Non che faccia male a denunciare via web una macchina in doppia fila o qualunque altra abitudine illegale fatta consuetudine nei secoli dal suo popolo, quello partenopeo, che ha tatuato sul petto il gallone del tirare a campare oltre le regole e la legalità. Questo allure serioso da impiegato della legalità si immerge ora negli strumenti digitali più utilizzati dalla gente. Ed ogni fatto o misfatto che capita a Napoli, vero, veritiero o artefatto, è occasione di presenzialismo che si tramuta in una caterva di like e consensi che passano senza la lente del ragionamento complessivo. Si resta sul piano della verosimiglianza.
E allora tocca misurarsi coi tempi che corrono, in cui la percezione visiva sparata da un video virale può addirittura elevarti ad influencer dei più deboli di analisi. Diventa facile farsi portatore delle istanze più disparate: ogni presenza, ogni video è fonte di consenso. In un certo senso, Borrelli inaugura una figura nuova: il mestierante della politica 4.0 che disintermedia le naturali vie della politica, delle aule di dibattito e delle battaglie e trasloca il gioco della politica sulla rete, illudendo un po gli utenti-cittadini di far parte del gioco. Non ultimo, Borrelli è stato a Roccaraso, divenuta trend tropic del giorno per l’invasione subumana sollecitata da qualche tiktoker da strapazzo, che inconsapevolmente diventano suoi competitors digitali.
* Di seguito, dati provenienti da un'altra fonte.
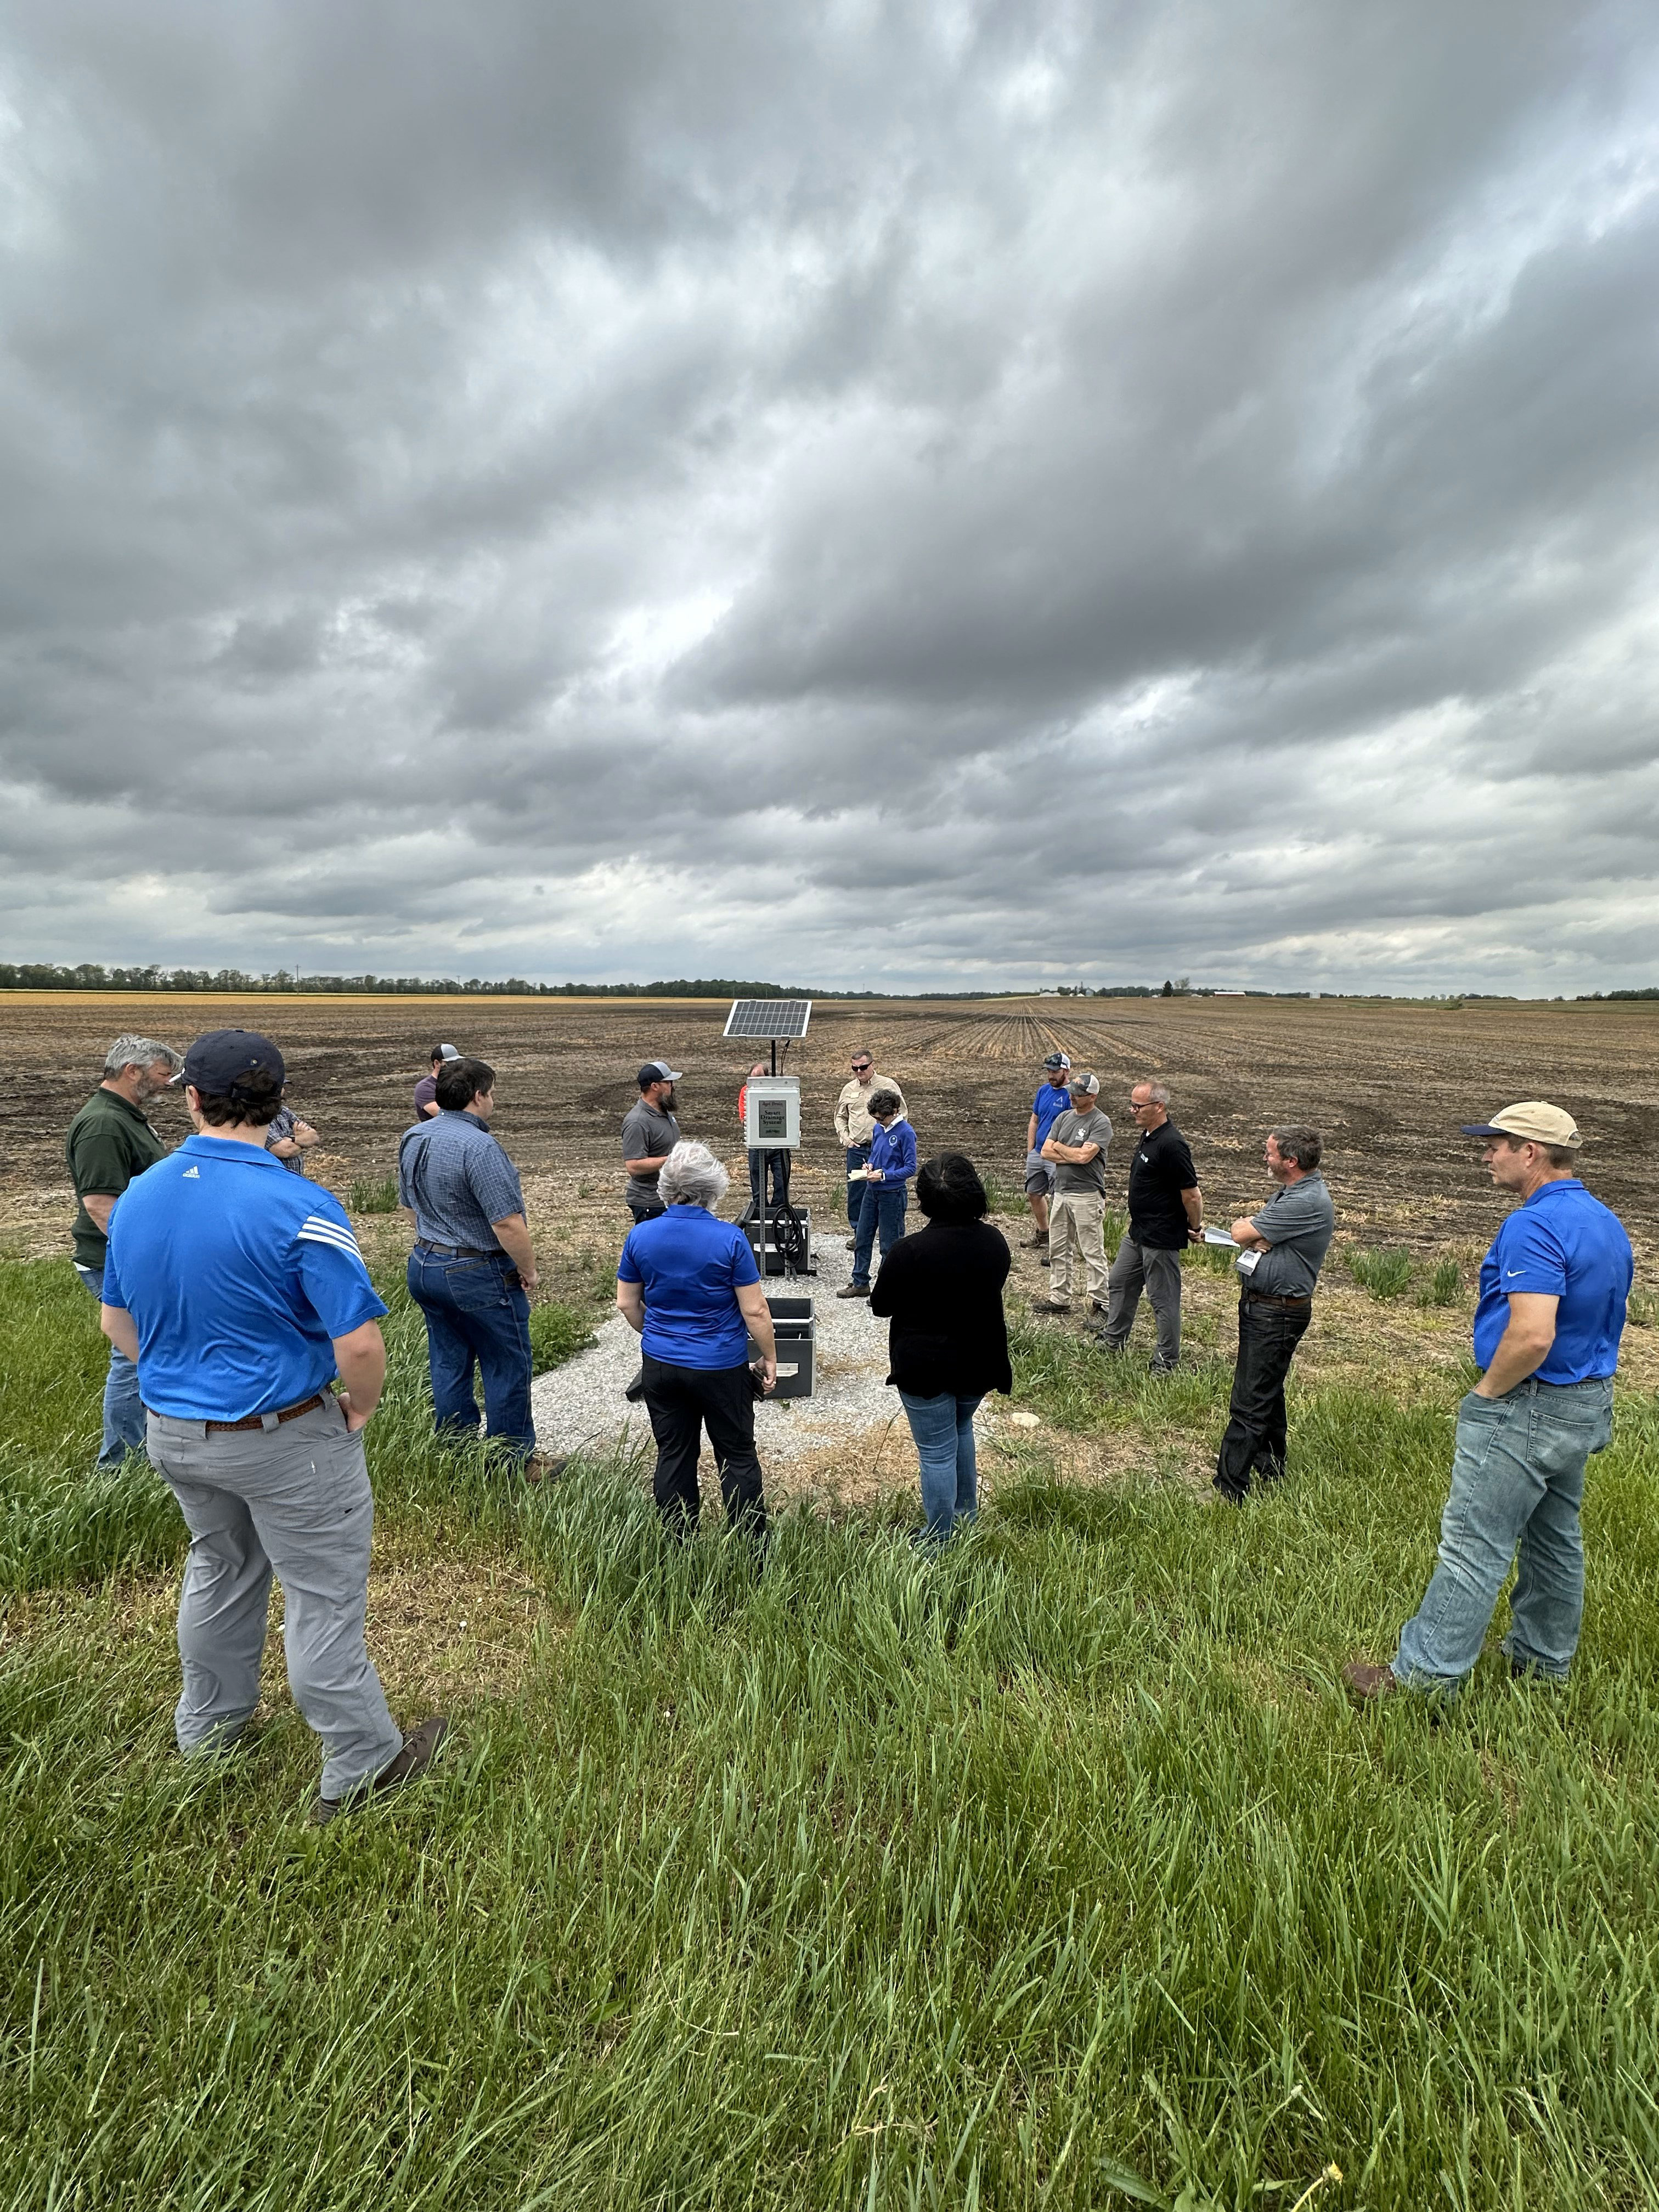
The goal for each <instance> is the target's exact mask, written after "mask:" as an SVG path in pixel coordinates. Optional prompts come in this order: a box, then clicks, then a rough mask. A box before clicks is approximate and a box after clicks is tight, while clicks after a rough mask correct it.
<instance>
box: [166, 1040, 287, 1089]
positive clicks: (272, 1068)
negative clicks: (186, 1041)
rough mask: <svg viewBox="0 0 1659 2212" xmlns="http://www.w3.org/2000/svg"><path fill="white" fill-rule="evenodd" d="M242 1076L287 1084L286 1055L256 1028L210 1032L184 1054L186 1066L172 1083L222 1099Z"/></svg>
mask: <svg viewBox="0 0 1659 2212" xmlns="http://www.w3.org/2000/svg"><path fill="white" fill-rule="evenodd" d="M243 1075H270V1079H272V1082H276V1084H285V1082H288V1068H285V1066H283V1055H281V1053H279V1051H276V1046H274V1044H272V1042H270V1037H261V1035H259V1031H257V1029H210V1031H208V1035H206V1037H197V1042H195V1044H192V1046H190V1051H188V1053H186V1055H184V1066H181V1068H179V1073H177V1075H175V1077H173V1082H175V1084H192V1086H195V1088H197V1091H201V1093H206V1095H208V1097H210V1099H221V1097H226V1095H228V1093H230V1086H232V1084H234V1082H239V1079H241V1077H243Z"/></svg>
Infatti, Borrelli, videocamera in groppa e scorta, si presenta sul posto ed inscena la sua narrazione, quella del fustigatore indefesso. E giù i likes, i followers, le chiamate in Tv, le richieste di aiuto da parte della gente che ora lo vedono come l’uomo al di sopra di una legge che non funziona come dovrebbe funzionare.
Ognuno fa politica come gli pare, per carità, ma Borrelli sembra aver capito il gioco del consenso e non deve sforzarsi sui territori a pigliarsi voto su voto all’atto delle elezioni. Il suo consenso viene dalla rete, è fluido, non conosce colore e segue le regole dei social. Così Borrelli è diventato un po’ la Ferragni della politica, laddove la politica ha smesso di far la sua parte. Laddove c’è il trend topic del giorno, lui c’è. Ci vorrebbe un fact-checking per tutte imperversate di Borrelli. Sono redditizie, non tanto al vivere civile, quanto a cambiare le cose che segnala?
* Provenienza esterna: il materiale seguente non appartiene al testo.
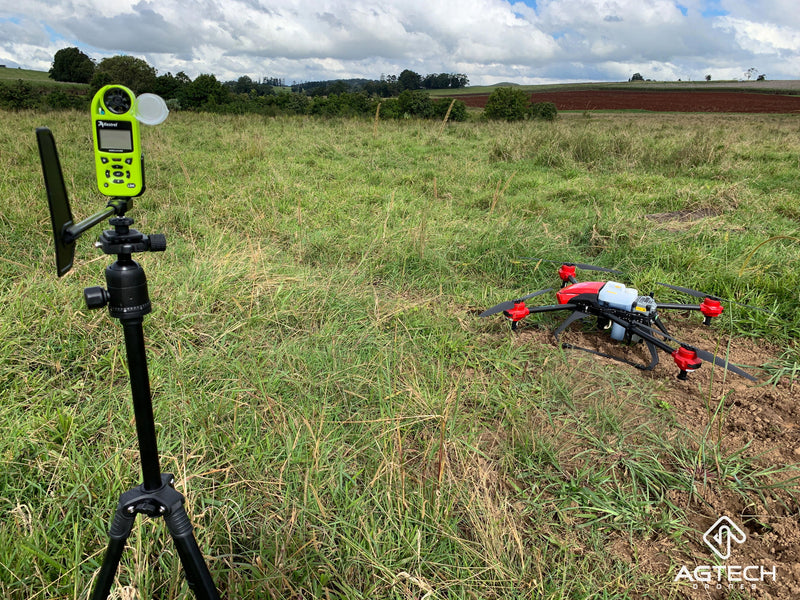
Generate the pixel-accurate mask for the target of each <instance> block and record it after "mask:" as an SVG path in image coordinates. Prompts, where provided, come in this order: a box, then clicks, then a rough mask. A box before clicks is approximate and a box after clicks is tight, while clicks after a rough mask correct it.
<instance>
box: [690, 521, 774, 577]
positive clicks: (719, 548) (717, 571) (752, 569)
mask: <svg viewBox="0 0 800 600" xmlns="http://www.w3.org/2000/svg"><path fill="white" fill-rule="evenodd" d="M703 541H704V542H705V544H706V546H708V547H709V548H710V549H711V551H712V552H713V553H714V555H715V556H717V557H718V558H720V559H721V560H728V559H729V558H730V556H731V554H732V552H733V548H734V544H736V545H737V546H738V545H741V544H744V543H745V542H746V541H747V534H746V533H745V532H744V531H743V530H742V528H741V527H739V526H738V525H737V524H736V523H734V522H733V521H732V520H731V519H729V518H728V517H720V518H719V519H717V521H716V523H714V524H713V525H712V526H711V527H709V528H708V530H707V531H706V532H705V533H704V534H703ZM777 578H778V567H776V566H775V565H773V566H772V567H766V566H764V565H727V564H724V565H698V566H696V567H695V568H694V570H690V569H689V567H687V566H686V565H684V566H682V567H681V568H680V570H679V571H678V574H677V575H675V581H676V582H686V583H691V584H692V588H694V589H705V590H711V589H718V590H723V589H740V590H744V589H748V588H749V589H756V588H757V587H758V584H759V583H764V582H765V581H777Z"/></svg>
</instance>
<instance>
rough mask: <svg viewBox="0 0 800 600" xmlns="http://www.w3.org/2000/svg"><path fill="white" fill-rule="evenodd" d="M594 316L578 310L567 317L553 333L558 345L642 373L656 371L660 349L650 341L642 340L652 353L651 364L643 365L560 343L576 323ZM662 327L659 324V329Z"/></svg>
mask: <svg viewBox="0 0 800 600" xmlns="http://www.w3.org/2000/svg"><path fill="white" fill-rule="evenodd" d="M591 316H592V315H590V314H587V313H585V312H581V311H578V310H576V311H575V312H573V313H572V314H571V315H570V316H569V317H567V318H566V319H565V320H564V322H563V323H562V324H561V325H559V326H558V328H557V329H556V330H555V331H553V337H554V338H555V342H556V344H557V345H559V346H561V347H562V348H568V349H570V350H580V351H581V352H588V353H589V354H594V355H595V356H602V357H603V358H610V359H611V360H615V361H617V362H621V363H623V364H626V365H630V366H632V367H636V368H637V369H640V370H642V371H652V370H653V369H655V367H656V365H657V364H658V349H657V348H656V347H655V346H654V345H653V344H652V343H651V342H650V341H649V340H642V341H643V342H644V343H645V345H646V346H647V349H648V350H649V351H650V363H649V364H641V363H637V362H633V361H630V360H626V359H624V358H620V357H619V356H614V355H613V354H608V353H606V352H600V351H599V350H592V349H591V348H583V347H581V346H575V345H574V344H569V343H566V342H561V341H560V339H559V338H560V336H561V334H562V333H564V331H565V330H566V329H567V327H569V326H570V325H572V324H573V323H574V322H575V321H580V320H581V319H585V318H587V317H591ZM661 327H662V325H660V324H659V328H661ZM626 337H627V341H628V342H630V341H631V340H630V336H629V335H628V336H626Z"/></svg>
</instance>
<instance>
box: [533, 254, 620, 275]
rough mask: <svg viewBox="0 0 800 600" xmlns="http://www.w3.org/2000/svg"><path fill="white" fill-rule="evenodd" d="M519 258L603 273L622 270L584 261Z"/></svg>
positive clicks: (540, 258)
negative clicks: (575, 261) (601, 272)
mask: <svg viewBox="0 0 800 600" xmlns="http://www.w3.org/2000/svg"><path fill="white" fill-rule="evenodd" d="M520 260H535V261H538V262H549V263H553V264H554V265H567V266H568V267H578V268H579V269H584V270H586V271H602V272H603V273H617V274H618V275H622V271H617V270H616V269H609V268H607V267H597V266H595V265H587V264H584V263H570V262H559V261H557V260H549V259H547V258H534V257H531V256H523V257H522V258H521V259H520Z"/></svg>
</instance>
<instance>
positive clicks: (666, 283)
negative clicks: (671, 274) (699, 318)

Borrelli smette i panni dell’idealista ambientalista e diviene il censore della cosa pubblica, smarcandosi dai colori politici e collocandosi al centro di un set audiovisivo in cui lo status del politico di sinistra diventa fluido, castigato, per certi versi ingombrante. Prova ne è che Borrelli sfugge alle prese di parte della politica politicante: con Vincenzo De Luca sì e no, con Manfredi forse sì, forse no. Perché Borrelli sta con se stesso in questo nuovo ruolo di fustigatore dei costumi partenopei. Dà l’impressione di seguire il dover esser per godersi i lasciti dell’apparire. E con questa tecnica sopraffina di gioca la sua partita nell’agone delle aspirazioni politiche.
E gli va dato atto che il mestiere del narratore alternativo è difficile, perché si fonda sui costrutti della psicologia delle masse, che cercano il surrogato della giustizia, “l’avvocato improvvisato”, tra i vuoti della legge che invece un parlamentare eletto è chiamato a fare. Ci hanno già provato i grillini ma sono stati poi scoperti alla fine: era tutto tornaconto personale camuffato per interesse popolare. Auguriamo a Francesco Emilio Borrelli una narrazione differente che vada oltre i confini dei suoi stilemi moralisteggianti.